On detailing not only the main air pollutants that contribute to both short- and long-term mortality risk but also the mechanisms through which air pollutants contribute to different pathological processes, including inflammation and atherosclerosis, the authors emphasize that air pollution is not confined to the outdoors. Indeed, we know that many times indoor air quality is worse than the outdoors.
In a detailed "Societal and Personal Advice" section of the report, the panel focused on strategies aimed at reducing exposure to air pollution outdoors. For example, it said to:
- Travel by walking, cycling, and public transportation, [which] should be preferred to car or motorbike.
- Avoid walking and cycling in streets with high traffic intensity, particularly during rush-hour traffic.
- Exercise in parks and gardens but avoid major traffic roads.
- Limit time spent outdoors during highly polluted periods, especially [for] infants, elderly, and those with cardiorespiratory disorders.

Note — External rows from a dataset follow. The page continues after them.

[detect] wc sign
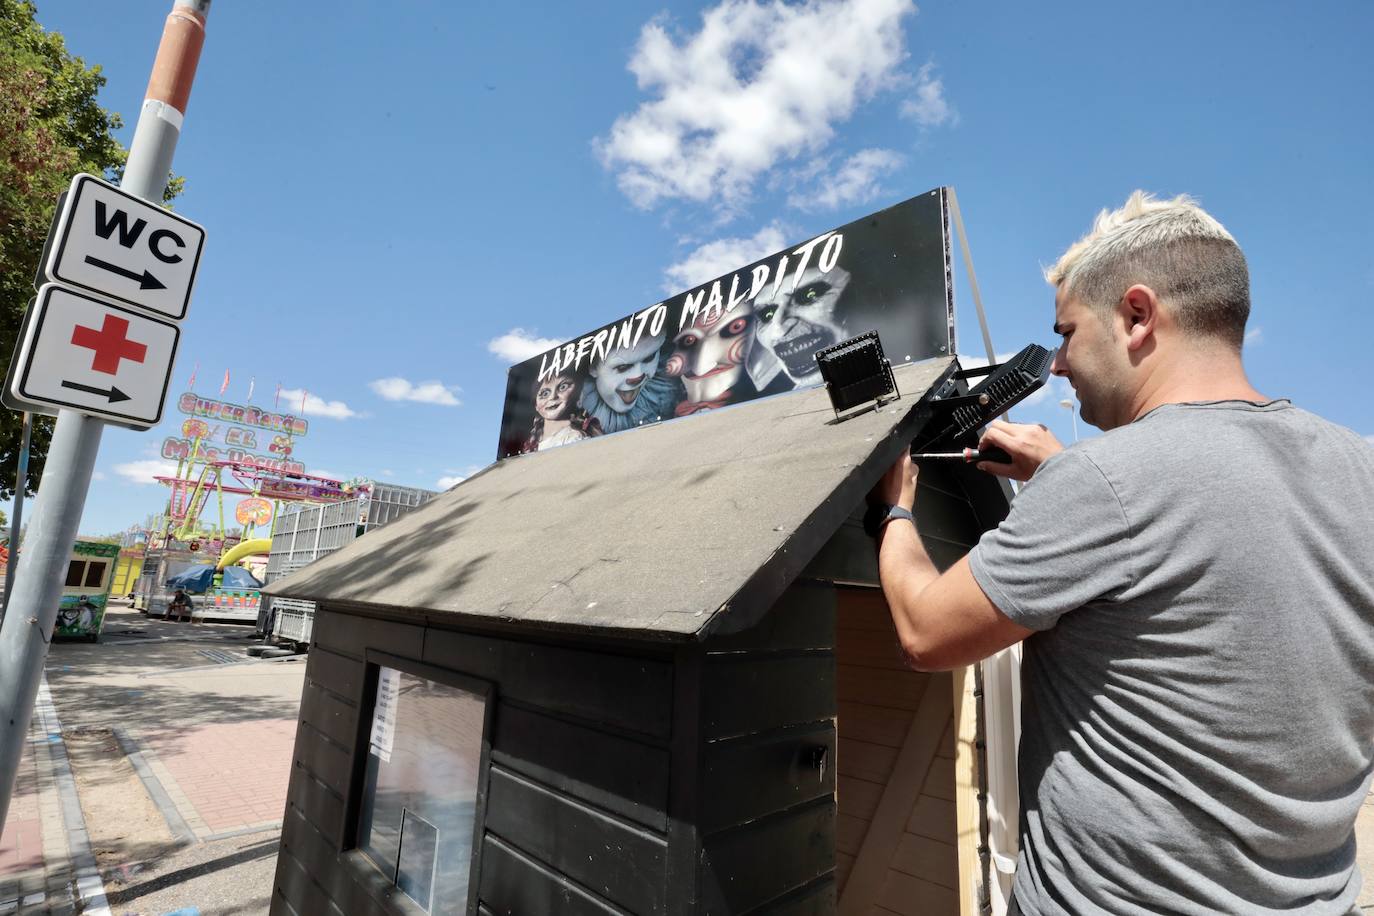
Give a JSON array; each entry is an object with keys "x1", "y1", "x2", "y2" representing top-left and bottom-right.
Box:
[{"x1": 43, "y1": 173, "x2": 205, "y2": 320}]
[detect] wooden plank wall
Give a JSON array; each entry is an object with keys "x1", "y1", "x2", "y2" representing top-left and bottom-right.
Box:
[
  {"x1": 827, "y1": 459, "x2": 999, "y2": 916},
  {"x1": 834, "y1": 590, "x2": 961, "y2": 916},
  {"x1": 695, "y1": 582, "x2": 839, "y2": 914},
  {"x1": 272, "y1": 606, "x2": 677, "y2": 916}
]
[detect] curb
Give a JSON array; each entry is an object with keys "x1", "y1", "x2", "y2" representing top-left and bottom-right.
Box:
[{"x1": 110, "y1": 729, "x2": 196, "y2": 846}]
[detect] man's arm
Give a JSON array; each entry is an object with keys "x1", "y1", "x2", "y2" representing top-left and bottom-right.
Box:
[{"x1": 872, "y1": 452, "x2": 1034, "y2": 671}]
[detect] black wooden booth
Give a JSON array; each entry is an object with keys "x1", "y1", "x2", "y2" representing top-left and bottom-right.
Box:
[{"x1": 266, "y1": 356, "x2": 1012, "y2": 916}]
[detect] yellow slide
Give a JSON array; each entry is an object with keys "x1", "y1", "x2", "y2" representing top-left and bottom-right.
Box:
[{"x1": 216, "y1": 538, "x2": 272, "y2": 570}]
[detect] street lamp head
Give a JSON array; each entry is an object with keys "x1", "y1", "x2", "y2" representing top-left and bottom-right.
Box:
[{"x1": 1059, "y1": 399, "x2": 1074, "y2": 409}]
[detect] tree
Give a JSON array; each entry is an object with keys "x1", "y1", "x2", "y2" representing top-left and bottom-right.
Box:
[{"x1": 0, "y1": 0, "x2": 181, "y2": 500}]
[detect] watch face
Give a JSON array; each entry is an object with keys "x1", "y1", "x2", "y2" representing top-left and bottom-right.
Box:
[{"x1": 863, "y1": 502, "x2": 893, "y2": 538}]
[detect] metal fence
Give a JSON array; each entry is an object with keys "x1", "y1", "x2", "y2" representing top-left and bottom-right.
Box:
[{"x1": 265, "y1": 481, "x2": 438, "y2": 643}]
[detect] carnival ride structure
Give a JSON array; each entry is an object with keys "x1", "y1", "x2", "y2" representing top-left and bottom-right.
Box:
[
  {"x1": 155, "y1": 458, "x2": 358, "y2": 543},
  {"x1": 217, "y1": 537, "x2": 271, "y2": 570}
]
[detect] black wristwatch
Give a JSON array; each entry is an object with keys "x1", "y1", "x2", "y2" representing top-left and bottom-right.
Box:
[{"x1": 863, "y1": 503, "x2": 915, "y2": 538}]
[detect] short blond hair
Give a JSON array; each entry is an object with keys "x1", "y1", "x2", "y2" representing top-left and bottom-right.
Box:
[{"x1": 1047, "y1": 191, "x2": 1250, "y2": 348}]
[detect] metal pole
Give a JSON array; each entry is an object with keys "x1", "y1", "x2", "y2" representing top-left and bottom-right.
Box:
[
  {"x1": 0, "y1": 0, "x2": 209, "y2": 834},
  {"x1": 1, "y1": 412, "x2": 33, "y2": 621}
]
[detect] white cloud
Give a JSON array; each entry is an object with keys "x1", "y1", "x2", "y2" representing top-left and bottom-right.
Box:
[
  {"x1": 309, "y1": 468, "x2": 344, "y2": 481},
  {"x1": 596, "y1": 0, "x2": 917, "y2": 212},
  {"x1": 1244, "y1": 326, "x2": 1263, "y2": 346},
  {"x1": 112, "y1": 459, "x2": 179, "y2": 485},
  {"x1": 900, "y1": 61, "x2": 957, "y2": 128},
  {"x1": 1020, "y1": 374, "x2": 1073, "y2": 410},
  {"x1": 369, "y1": 377, "x2": 461, "y2": 407},
  {"x1": 278, "y1": 388, "x2": 358, "y2": 420},
  {"x1": 381, "y1": 469, "x2": 395, "y2": 477},
  {"x1": 488, "y1": 329, "x2": 564, "y2": 363},
  {"x1": 437, "y1": 465, "x2": 484, "y2": 490},
  {"x1": 790, "y1": 148, "x2": 903, "y2": 211},
  {"x1": 663, "y1": 221, "x2": 792, "y2": 292},
  {"x1": 91, "y1": 471, "x2": 107, "y2": 482},
  {"x1": 1364, "y1": 434, "x2": 1374, "y2": 446},
  {"x1": 956, "y1": 350, "x2": 1016, "y2": 371}
]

For people who don't have access to parks in which to preferentially walk, jog, or cycle, he proposed that they consider exercising in a gym that has an air-filtration system, and also consider the use of a ventilation system with filtration devices for homes situated in areas where pollution is high.
The use of biomass sources of heat, including wood and coal, which generate particulate matter, is increasing in certain parts of Europe, especially in many northern European cities.
"Gas and alternative sources of energy such as nuclear, wind, hydro, and solar energy are cleaner, and at least some of these are available in many parts of the developing world" and in many parts of Europe he says.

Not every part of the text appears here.